I admit, BACC’s architecture lends itself to be extremely Instagram-worthy. Clean and minimalistic, white and beautifully designed- I posted a photo on Instagram myself. But as I observed everyone in the museum, I began to think about why they were here. Did they even look at the art? Did they know this exhibit was created to draw attention to the dedicated patrons of Bangkok’s old Flower Market that was recently shut down? Did they know that this entire room’s exhibit requires an audio set?
Because no one had headphones in, no one held an audio cassette, and no one stayed in front of the photos long enough to read the small sentence blurb next to it. And I am often equally as guilty of this ignorance and ambivalence during excursions to new places (especially museums).
Today, the intentions behind people’s actions have been altered. Sometimes, people go just for the photograph. We visit museums and take nice looking photos of the architecture and exhibits, but don’t acknowledge the artist behind it or the title of the work. So as I observed the countless groups of friends and couples taking photos, I suddenly became quite sad. Because I realized that they will post these photos, share it with their friends, and rack up a ton of likes for how artsy and cool they appear. They’ll caption it with either a philosophical quote or a few sentences about their experience, and probably feel pretty good about it. And I am guilty of such behavior too, probably more often than I’d like.
Social media’s involvement in today’s society has redefined the word "experience". We are satisfied with our visit to new places and relationships with new friends after a few snapshot and very little understanding. And we often fail to acknowledge and appreciate the depths of what stands directly in front of us.
But what if we challenged ourselves to stay true to the traditional definition of what it means to experience something?
To be present. To participate.
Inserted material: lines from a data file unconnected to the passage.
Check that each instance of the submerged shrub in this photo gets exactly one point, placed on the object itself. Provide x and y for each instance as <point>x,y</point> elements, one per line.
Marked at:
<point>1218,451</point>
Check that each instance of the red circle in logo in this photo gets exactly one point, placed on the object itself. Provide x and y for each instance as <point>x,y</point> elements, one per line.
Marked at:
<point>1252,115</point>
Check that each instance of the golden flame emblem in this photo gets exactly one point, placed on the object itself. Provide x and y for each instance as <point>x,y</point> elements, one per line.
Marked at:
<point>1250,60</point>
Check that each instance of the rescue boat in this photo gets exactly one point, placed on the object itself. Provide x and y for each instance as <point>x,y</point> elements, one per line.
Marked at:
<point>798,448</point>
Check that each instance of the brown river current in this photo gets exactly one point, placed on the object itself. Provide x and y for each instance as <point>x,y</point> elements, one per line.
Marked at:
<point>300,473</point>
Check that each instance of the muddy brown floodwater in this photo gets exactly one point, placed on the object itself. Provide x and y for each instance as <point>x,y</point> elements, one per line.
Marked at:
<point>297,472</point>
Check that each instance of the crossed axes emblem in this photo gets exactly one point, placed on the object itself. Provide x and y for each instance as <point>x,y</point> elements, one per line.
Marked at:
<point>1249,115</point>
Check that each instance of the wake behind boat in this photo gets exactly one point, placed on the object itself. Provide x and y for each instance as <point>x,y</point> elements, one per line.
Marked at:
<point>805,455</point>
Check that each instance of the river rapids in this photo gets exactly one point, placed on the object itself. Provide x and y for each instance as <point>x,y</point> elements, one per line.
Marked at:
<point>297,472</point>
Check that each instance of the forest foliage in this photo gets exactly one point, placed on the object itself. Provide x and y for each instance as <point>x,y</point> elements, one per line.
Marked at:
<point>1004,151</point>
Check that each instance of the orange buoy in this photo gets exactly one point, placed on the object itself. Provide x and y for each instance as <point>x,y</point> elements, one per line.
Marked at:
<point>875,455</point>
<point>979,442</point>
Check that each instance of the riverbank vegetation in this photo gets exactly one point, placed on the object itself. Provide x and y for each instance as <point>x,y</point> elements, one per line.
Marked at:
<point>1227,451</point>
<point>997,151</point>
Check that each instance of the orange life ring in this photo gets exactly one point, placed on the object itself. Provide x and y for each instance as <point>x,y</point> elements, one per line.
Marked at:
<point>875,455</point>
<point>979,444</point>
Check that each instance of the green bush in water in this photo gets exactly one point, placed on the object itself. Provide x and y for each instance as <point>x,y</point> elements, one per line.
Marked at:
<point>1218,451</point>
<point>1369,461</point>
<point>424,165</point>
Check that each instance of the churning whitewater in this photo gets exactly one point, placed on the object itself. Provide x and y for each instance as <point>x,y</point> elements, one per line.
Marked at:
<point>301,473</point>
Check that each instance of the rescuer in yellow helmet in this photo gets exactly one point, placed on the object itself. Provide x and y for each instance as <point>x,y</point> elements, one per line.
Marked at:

To observe attentively.
And to derive knowledge from an event or activity.
To see with our eyes and not limit our point of view to that of an iPhone screen.
I believe that there are always lessons to be learned and something to be gained, from all experiences in life. I’ve said it before and will likely continue to say it, as a personal reminder to remain grateful, positive, and humble. But we cannot begin or continue to learn from experiences if we do not allow ourselves to truly partake in the moment. To me, this means reading the two sentence side blurb next to exhibits in museums and remembering cafes by the music played and the number of outlets available. When I fail to gain something from an experience or fail to learn from an event or relationship in my life, I know it is because I failed to truly experience it.
If this makes no sense to you, I recommend watching The Secret Life of Walter Mitty; particularly the scene in which photographer Sean O’Connel travels great lengths to capture the nature and animals in a high mountainous regions, but does not take the shot he long awaited for. He exclaims, “If I like a moment, for me, personally, I don’t like to have the distraction of the camera. I just want to stay in it.”
Because I believe in this. I love photography, I love the documentation of moments, people, and places. But I am a lover of undisrupted naturally beautiful experiences far more. Appreciating the world around you as it exists in that moment - to appreciate who you are, who he is, what that sounds like, what this looks like- are all moments that can construct a life filled with distinct authentic experiences.